Van mij dus geen lezingen over stilstand en behoud. Wat mij betreft richten we onze blik niet op onze schoenen, maar op de horizon.  Laten we kijken naar de horizon. Hoeveel kinderen moeten nog astma krijgen voordat we serieus werk maken van schone lucht? Hoeveel kinderen moeten nog starten op school met een taalachterstand voordat we eindelijk een vuist maken voor eerlijke kansen? Hoeveel Amerikaanse bedrijven moeten onze privacy schenden voordat we de techreuzen gaan aanpakken? Hoeveel dieren moeten levend verbranden in een stal voordat we ons realiseren dat het zo niet langer kan met die bio-industrie? Hoe lang kunnen we nog wegkijken van racisme voordat we zeggen: samen zijn wij Nederland en dit is de eenentwintigste eeuw? En hoeveel mannelijke premiers moeten we nog zien langstrekken voordat er eindelijk een vrouw aan het roer staat van vak K?

De geschiedenis leert dat wij Nederlanders op het cruciale moment antwoord kunnen geven op de grote vragen. Na de Tweede Wereldoorlog stonden we aan de wieg van de Europese Unie. Toen de dijken braken bij de Watersnoodramp hebben we de Deltawerken gebouwd. En toen zich in de jaren zestig nieuwe energiebronnen aandienden, stapten we in slechts vijf jaar over van kolen naar gas. Nu is er weer zo’n cruciaal moment.

De economie van vroeger brokkelt af. Van Rotterdam tot de Tweede Maasvlakte ligt veertig kilometer petrochemie dat zichzelf opnieuw moet uitvinden. En de Groningse gaskraan gaat eindelijk dicht. We moeten dus op zoek naar nieuwe welvaart. Een nieuwe economie. De nieuwe generatie mag niet de dupe worden van het beleid van nu. Daarom stel ik met Gert-Jan Segers een generatietoets voor om bij alle toekomstige wetten na te gaan of ze wel eerlijk zijn voor jongeren.

Maar dat is lang niet genoeg. Het gaat er nu echt om spannen. Kiezen we voor behoud? Of voor optimisme en investeringen?

D66 wil investeren. Investeren in de nieuwsgierigheid van Eindhoven. In de biotechnologie van Delft. In de energie van Rotterdam. Het kweekvlees van Maastricht. De aardappelen van Wageningen. De ontdekkingen van Leiden. En de branie van Amsterdam. Nu is het moment om de daad bij het woord te voegen. Als we worden betaald om geld te lenen, moeten we investeren in de toekomst. Wij zijn geen samenleving van renteniers, maar van pioniers.

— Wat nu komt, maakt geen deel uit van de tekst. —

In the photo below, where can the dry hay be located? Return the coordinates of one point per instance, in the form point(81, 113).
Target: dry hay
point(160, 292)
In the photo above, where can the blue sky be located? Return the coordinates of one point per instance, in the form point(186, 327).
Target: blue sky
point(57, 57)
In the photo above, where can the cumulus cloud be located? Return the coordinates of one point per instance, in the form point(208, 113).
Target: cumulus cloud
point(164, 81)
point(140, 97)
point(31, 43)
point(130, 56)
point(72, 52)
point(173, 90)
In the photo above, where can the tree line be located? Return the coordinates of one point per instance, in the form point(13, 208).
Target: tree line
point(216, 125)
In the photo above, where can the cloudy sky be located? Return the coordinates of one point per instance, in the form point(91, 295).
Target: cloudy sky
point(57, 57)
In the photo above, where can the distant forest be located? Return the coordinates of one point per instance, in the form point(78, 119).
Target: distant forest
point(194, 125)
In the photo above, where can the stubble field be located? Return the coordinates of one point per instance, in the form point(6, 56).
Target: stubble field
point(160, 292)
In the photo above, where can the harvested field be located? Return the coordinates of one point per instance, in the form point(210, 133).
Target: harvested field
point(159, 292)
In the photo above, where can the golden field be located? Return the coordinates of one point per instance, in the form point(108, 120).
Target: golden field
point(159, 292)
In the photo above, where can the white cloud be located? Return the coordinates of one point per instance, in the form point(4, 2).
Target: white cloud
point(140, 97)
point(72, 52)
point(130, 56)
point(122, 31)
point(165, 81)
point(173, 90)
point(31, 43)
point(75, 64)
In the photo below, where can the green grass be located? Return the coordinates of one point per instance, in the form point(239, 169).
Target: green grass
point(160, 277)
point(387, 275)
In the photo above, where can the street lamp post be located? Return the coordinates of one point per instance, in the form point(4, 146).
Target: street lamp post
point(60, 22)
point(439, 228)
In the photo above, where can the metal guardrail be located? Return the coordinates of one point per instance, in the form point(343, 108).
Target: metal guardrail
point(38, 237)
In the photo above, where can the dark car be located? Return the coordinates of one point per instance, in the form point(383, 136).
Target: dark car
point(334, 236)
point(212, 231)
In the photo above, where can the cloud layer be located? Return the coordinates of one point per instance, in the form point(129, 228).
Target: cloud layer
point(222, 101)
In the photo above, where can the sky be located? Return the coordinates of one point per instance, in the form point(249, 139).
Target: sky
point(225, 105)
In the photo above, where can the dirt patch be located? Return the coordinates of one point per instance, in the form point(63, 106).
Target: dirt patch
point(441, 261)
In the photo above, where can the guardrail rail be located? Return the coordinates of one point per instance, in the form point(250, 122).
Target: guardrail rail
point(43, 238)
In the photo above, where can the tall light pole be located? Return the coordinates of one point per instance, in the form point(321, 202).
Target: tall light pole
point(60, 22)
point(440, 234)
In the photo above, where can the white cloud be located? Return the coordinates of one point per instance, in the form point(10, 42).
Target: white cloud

Het is goed dat dit kabinet dat nu ook ziet. Maar dan zeg ik wel tegen de ministers in Vak K: Het geld moet snel naar concrete projecten. Trek de Noord-Zuid lijn door naar Schiphol. Verbind de Randstad met lightrail. Investeer in vakonderwijs, wetenschap, kennis en innovatie voor de start-ups en scale-ups van morgen. En laat het denken daar niet ophouden. Laat elektrische vliegtuigen als eerste uit Nederland opstijgen. Laat kunstmatige intelligentie nieuwe deuren openen voor kankeronderzoek. En breng de gezondheid van onze planeet in kaart met ruimtesensoren.

Kan de premier toezeggen dat het investeringsfonds concreet zal worden gebruikt voor wetenschap en innovatie? En kan hij beloven dat het kabinet uiterlijk eind dit jaar een concrete investeringsagenda naar de Kamer stuurt, zodat het geld volgend jaar kan gaan rollen?

Ja, er zijn grenzen aan de groei. De stikstofcrisis heeft dat nog eens duidelijk gemaakt. Maar soms is slim sterker dan groot. David versloeg Goliath. Ajax klopte Juventus. Én Real Madrid. Het kan. Als we een begin maken.

Als we die nieuwe economie tot stand brengen, dan moet het kansen bieden voor iedereen. We hebben te lang gedacht dat het met meer welvaart wel goed zou komen. Maar de vruchten van de economische groei komen niet bij iedereen terecht. De ongelijkheid groeit. Ik zie dat om mij heen gebeuren.

Zelf had ik geluk. Als jonge leidinggevende bij ProRail kreeg ik kansen en zekerheid met een vast contract. Tegelijkertijd zag ik hoe mijn zusje, die in de zorg werkte, flexcontract na flexcontract afliep. Voor haar was een hypotheek lang ver weg. Zij hoort tot een groeiende groep jonge mensen—theoretisch- of praktisch opgeleid—die druk ervaart. Prestatiedruk, bindende studieadviezen en onnodige selectiecriteria in het onderwijs. Onzekere banen, torenhoge huren en een heftige combinatie van werk en privé. Hoe geven we die nieuwe generatie weer kansen en zekerheid in de 21ste eeuw? Dat doen we in de eerste plaats door de ramp op de woningmarkt het hoofd te bieden. De zekerheid van een dak boven je hoofd is geen voorrecht. Het is een recht. De maatregelen die het kabinet gisteren heeft aangekondigd zijn een goede stap. Twee miljard investeringen om de woningmarkt aan te jagen. Speculanten en beleggers aanpakken; starters helpen. En natuurlijk vooral: bouwen, bouwen, bouwen.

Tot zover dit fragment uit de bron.